Preclinical Development
Lead compound 117 demonstrates antimalarial activity in the SYBR Green assay of P. falciparum 3D7 strain-infected red blood cells and has equivalent potency against the multi-drug resistant Dd2 strain of P. falciparum. Compound 117 demonstrated dose dependent efficacy in P. chabaudi ASS (Chloroquine sensitive line) and P. chabaudi ASCQ (Chloroquine resistant line) murine suppressive models of malaria.

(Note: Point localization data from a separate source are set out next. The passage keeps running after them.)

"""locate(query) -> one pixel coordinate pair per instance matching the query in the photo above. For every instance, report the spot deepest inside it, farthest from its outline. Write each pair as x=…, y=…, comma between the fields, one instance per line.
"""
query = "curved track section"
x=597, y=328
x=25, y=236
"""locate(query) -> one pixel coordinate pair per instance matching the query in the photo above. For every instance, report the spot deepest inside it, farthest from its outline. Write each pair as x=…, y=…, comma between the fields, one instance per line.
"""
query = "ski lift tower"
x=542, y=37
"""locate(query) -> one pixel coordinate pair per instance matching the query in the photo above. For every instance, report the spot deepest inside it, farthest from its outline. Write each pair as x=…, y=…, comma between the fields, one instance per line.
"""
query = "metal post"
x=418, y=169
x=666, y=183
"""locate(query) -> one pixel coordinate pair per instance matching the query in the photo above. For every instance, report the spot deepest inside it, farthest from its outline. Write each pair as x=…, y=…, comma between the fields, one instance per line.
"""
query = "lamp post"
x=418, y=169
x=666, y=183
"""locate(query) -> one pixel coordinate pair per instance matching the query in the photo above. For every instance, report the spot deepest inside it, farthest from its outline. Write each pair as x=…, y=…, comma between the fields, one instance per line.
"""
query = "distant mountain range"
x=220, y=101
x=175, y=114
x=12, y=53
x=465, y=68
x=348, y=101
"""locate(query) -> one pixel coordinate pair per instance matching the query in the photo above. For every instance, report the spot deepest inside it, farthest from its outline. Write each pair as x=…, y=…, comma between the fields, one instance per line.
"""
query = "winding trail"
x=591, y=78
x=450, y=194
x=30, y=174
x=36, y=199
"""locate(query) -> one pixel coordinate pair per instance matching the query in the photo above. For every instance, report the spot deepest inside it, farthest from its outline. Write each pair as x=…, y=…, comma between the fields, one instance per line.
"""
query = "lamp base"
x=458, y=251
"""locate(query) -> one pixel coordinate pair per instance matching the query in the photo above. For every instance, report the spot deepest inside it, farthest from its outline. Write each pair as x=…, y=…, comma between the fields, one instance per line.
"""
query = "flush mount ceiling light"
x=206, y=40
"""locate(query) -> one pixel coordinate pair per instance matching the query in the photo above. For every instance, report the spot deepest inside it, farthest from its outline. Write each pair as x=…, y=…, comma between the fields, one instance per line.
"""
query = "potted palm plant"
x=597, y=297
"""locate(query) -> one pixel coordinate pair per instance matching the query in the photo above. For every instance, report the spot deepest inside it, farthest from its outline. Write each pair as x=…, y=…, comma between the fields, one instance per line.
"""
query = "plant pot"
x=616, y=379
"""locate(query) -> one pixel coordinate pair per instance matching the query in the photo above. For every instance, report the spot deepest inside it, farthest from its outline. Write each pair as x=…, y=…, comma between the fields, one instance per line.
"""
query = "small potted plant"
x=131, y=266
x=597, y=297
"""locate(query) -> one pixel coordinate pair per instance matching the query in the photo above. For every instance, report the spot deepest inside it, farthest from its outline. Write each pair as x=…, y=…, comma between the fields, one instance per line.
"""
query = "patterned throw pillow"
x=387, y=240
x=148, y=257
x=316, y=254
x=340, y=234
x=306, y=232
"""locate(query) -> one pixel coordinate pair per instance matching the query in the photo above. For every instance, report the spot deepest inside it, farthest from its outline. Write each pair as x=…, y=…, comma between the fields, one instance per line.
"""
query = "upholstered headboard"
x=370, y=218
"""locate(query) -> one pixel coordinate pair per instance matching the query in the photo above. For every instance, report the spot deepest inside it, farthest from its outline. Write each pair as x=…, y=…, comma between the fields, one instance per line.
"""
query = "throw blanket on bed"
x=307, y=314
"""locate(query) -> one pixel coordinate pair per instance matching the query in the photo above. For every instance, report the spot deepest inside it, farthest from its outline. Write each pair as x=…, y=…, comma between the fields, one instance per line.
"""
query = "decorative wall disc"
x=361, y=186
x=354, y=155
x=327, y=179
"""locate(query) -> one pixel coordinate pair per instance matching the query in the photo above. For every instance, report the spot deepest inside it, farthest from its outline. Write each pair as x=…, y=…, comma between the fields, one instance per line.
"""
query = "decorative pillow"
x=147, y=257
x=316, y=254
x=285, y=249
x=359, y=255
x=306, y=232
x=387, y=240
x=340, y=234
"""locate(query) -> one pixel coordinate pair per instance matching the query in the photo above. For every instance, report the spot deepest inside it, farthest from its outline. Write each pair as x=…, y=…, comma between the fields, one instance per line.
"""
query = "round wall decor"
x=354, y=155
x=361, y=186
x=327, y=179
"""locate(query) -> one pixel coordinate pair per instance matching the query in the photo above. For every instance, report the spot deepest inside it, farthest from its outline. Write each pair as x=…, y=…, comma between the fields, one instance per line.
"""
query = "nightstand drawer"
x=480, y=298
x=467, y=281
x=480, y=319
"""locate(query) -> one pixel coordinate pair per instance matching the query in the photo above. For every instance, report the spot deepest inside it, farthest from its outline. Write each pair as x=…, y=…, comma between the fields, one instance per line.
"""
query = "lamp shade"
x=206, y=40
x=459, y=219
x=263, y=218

Once a day oral dosing of compound 117 suppressed parasitemia at a similar level as CQ. No significant side effects were observed following dosing of compound 117 in rodents other than a modest increase in animal activity.

Intellectual Property
GIBH has filed intellectual property rights for composition of matter, production and medical use of compound 117 for the treatment of malaria and other diseases mediated by parasites that employ aspartic proteases in their life cycle.

Product
GIBH-117 is a non-peptidic small molecule that falls well within the drug-like chemical space (MW < 400 and a cLogP of < 4).

Indication
Primary: Malaria
Secondary: Aspartic acid requiring parasites

Design
Compound 117 is formulated as a tablet suitable for oral dosing.

Development Status
Lead optimization: Preclinical proof-of-concept in industry-standard models of malaria established. Candidate selection of the drug is scheduled for 2014 and IND filing is to be initiated in 2015.

Commercialization Strategy
Commercial partners are being sought for development and marketing in Asia and Africa.